Ádria Rocha Santos ORB • CavMM (Nanuque, 11 de agosto de 1974) é uma atleta velocista brasileira de classe T11. Especializada nas corridas de 100 metros rasos, 200 metros rasos e 400 metros rasos. De acordo com o Comitê Paralímpico Brasileiro é a maior medalhista feminina paralímpica do Brasil (tetracampeã).
Ádria Santos nasceu em 11 de agosto de 1974 na cidade mineira de Nanuque (Minas Gerais).
Ádria reside e treina na cidade de Joinville, no estado de Santa Catarina e, tem uma filha, Bárbara, que nasceu em 1989 sendo mãe com 15 anos de idade e, por causa da filha — e mais tarde da cegueira — precisou de apoio de familiares e amigos para superar as dificuldades da vida.

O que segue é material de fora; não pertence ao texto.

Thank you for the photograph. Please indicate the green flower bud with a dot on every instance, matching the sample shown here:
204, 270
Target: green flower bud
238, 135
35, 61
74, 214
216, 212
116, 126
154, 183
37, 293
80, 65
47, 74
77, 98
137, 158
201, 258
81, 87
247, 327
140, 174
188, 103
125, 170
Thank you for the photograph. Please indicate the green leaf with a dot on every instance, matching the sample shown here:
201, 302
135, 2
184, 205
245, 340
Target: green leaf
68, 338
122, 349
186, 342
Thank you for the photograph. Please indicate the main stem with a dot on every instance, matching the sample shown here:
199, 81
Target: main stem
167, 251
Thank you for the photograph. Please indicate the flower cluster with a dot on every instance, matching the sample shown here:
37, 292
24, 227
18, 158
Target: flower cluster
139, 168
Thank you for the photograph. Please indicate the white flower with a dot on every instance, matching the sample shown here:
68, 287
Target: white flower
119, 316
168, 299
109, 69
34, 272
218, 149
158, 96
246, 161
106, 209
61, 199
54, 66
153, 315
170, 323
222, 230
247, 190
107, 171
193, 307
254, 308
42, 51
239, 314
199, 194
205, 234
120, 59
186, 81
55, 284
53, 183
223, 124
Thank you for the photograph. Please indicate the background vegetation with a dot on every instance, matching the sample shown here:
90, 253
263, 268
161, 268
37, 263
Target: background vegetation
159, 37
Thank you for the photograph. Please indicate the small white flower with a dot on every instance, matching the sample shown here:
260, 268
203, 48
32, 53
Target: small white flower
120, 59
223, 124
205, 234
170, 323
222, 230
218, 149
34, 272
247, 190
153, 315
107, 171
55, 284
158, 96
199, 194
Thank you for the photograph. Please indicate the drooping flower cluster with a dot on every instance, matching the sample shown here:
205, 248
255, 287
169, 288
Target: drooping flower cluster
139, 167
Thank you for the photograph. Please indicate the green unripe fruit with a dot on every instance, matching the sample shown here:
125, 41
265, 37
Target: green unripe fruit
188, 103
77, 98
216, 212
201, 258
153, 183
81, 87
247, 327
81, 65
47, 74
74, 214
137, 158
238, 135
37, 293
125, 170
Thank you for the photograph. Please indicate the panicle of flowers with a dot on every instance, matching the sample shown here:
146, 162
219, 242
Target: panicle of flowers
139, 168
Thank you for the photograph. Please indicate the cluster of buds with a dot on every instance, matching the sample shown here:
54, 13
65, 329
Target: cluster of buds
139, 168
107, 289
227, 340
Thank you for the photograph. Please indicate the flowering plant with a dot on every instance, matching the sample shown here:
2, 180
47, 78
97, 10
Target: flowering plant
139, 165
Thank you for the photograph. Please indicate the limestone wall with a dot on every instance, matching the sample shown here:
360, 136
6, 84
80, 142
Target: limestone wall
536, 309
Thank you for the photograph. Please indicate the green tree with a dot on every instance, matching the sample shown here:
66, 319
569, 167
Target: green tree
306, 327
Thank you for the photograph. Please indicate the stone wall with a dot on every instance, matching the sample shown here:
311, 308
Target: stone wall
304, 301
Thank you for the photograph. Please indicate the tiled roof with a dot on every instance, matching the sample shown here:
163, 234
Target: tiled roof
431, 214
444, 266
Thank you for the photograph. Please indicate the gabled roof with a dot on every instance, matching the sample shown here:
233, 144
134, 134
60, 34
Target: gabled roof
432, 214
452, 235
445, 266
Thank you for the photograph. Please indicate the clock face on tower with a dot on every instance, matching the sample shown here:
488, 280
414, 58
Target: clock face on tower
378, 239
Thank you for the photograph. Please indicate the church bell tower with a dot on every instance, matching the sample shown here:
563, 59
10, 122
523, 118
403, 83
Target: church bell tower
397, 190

Esta teve perda degenerativa da visão, até adquirir ceguera total em 1994, devido à retinose pigmentar e astigmatismo congênito.
Casou-se com Luíz Rafael Krub.
Começou a carreira de velocista em 1987, aos 13 anos de idade, no Instituto São Rafael, uma escola especial para deficientes visuais em Belo Horizonte.
Em 1988, fez a primeira participação nos Jogos Paralímpicos de Seul, onde já conquistou medalhas no 100m e 400m iniciando uma série de participações olímpicas.
Participou das Jogos Paralímpicos de Verão de 1992, em Barcelona, na Espanha, onde recebeu a medalha de ouro pela prova de 100m.
Em 1994, disputou o campeonato mundial na Alemanha, obtendo medalhas de bronze nos 200 e 400 metros rasos.
Nos Jogos Paralímpicos de Verão de 1996, em Atlanta, Estados Unidos, ganhou medalhas de prata nos 100, 200 e 400m.
Nos Jogos Parapan-Americanos de 1999, na Cidade do México, no México, ganhou ouro nos 100, 200 e 400m.
Nos Jogos Paralímpicos de Verão de 2000, em Sydney, Austrália, ganhou ouro nos 100 metros e 200 metros, e ganhou prata nos 400 metros, sendo considerada a melhor para-atleta velocista do mundo naquele ano.
Em 2001, no campeonato mundial no Canadá, ganhou medalha de ouro nos 200 metros rasos.
Em 2002, no campeonato mundial na França, ganhou medalhas de prata nos 100 e 200 metros rasos.
Em 2003, no campeonato mundial organizado pela International Blind Sports Federation (IBSA), no Canadá, ganhou medalhas de ouro nos 100 e 200 metros rasos, e bronze nos 400 metros rasos. No mesmo ano, participou do Mundial de Atletismo da Internactional Association of Atlhetics Federations (IAAF), na França, conquistando o ouro nos 200m para cegos e deficientes visuais, com o tempo total de prova de 25min22s.
Nos Jogos Parapan-Americanos de 2003, em Mar del Plata, na Argentina, ganhou medalha de ouro nos 100 metros rasos, medalha de prata nos 200 metros rasos. Em dezembro, quando de sua volta ao Brasil, Ádria foi premiada pelo presidente Luiz Inácio Lula da Silva com a Medalha do Mérito Desportivo do Ministério do Esporte. Teve mais bons resultados nos Jogos Paralímpicos de Verão de 2004, em Atenas, na Grécia, sendo promovida ao grau de Cruz da Medalha do Mérito Desportivo.
Em 2005, participou da Copa do Mundo Paralímpica, na Inglaterra, ganhando medalha de prata nos 200m. No mesmo ano ganhou ouro nos 200m, no Mundial da IAAF de Helsinque, na Finlândia.
Em março e abril de 2006, foi respectivamente condecorada pelo vice-presidente José Alencar com a Ordem do Mérito Militar no grau de Cavaleira especial, e por Lula com a Ordem de Rio Branco no grau de Oficial suplementar.
Ádria nos Jogos Parapan-Americanos de 2007, na cidade brasileira do Rio de Janeiro (Rio de Janeiro), ganhou medalha de prata nos 200 metros rasos e nos 800 metros. Esta foi subprefeita da Vila Paralímpica e também esteve no revezamento da tocha quando passou na cidade brasileira de Joinville (Santa Catarina). Na cerimônia de abertura desta paralimpíada repassou a chama para Clodoaldo Silva, que acendeu a pira.